One example that we stumbled on several times during the stylistic changes was the inheritabilty of CSS/Sass used via Bootstrap. For two people with limited front end development experience, it’s hard to understand where to change fonts, colors for background, hover-overs links and text. The documentation suggests forking the Wax demo project from their repository then “clobbering” the collection using RAKE. These actions yield a complete, working set of styling and interactivity for the website with Bootstrap, but no straight forward landing spot for the new archivist without frontend design skills to update the design of their new website.
There are three Sass files in two directories that determine the CSS compiled when the site is generated.
All three of these files interact and depend on each other in different ways. A couple of times during this week, we struggled to understand exactly how the update a font, or a hover over color. Should we update the
font-family? What about the
$body-text variable created via Sass? At best, we got a compile time error when we forget to add a semicolon. We were able to make stylistic changes in the end, but if we need to make additional changes, we might not exactly remember what we did, and whether or not all of the steps we took were necessary in the end.
Some other struggles came up beyond changing styles. We still haven’t discovered why about 20% of the images we’ve uploaded don’t render on our website. Debugging this is a challenge given the size of the Wax project.

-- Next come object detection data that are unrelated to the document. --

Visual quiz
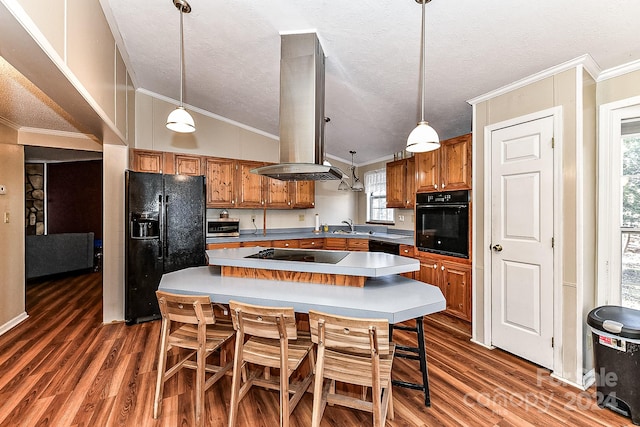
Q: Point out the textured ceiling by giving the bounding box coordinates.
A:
[0,0,640,164]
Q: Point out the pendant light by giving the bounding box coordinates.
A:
[338,150,364,191]
[406,0,440,153]
[167,0,196,133]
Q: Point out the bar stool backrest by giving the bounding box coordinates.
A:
[309,310,389,355]
[229,301,298,340]
[156,291,215,325]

Another slate of problems we didn’t foresee are related to performance from a developer perspective. From start to finish, generating the collection takes over two hours! If you add or remove images from a collection, it’s required to rebuild the entire collection, triggering a long process working through +500 images. In a similar vein, generating the static website currently takes more than twenty seconds locally, and six and a half minutes to be deployed. I consulted a friend who formerly used Jekyll for their personal development blog, and they claimed it told four hours to build two years worth of posts. My hunch is that this is related to Digital Humanities comfortability in shipping prototypes and smaller projects, and that our collection is a little too large for Jekyll generator, being built in Ruby, a relatively slow interpretative language. These performance issues almost led to us shifting our archive over to Hugo, a static site generator build in Go , which would ameliorate any performance issues, but we decided against it due to time constraints and the introduction to yet another topic to learn about.
As mentioned before, we will likely scale down the types of media available on the archive. Given the performance issues, we wouldn’t want to experiment heavily with embedding videos, and will opt to include those on a resources page with appropriate links. I suspect we’ll be learning more about the ins-and-outs of Bootstrap, CSS, and Sass for the next week to continue to form the website appropriately given our content. We also need to focus on furnishing the appropriate context and text for the archive to give vistors a sense of themes and purpose of the website sooner rather than later. I’m still confident we will meet our shipping date in two weeks, just that it will be a rough draft we’ll need to polish in the remaining two weeks of the class.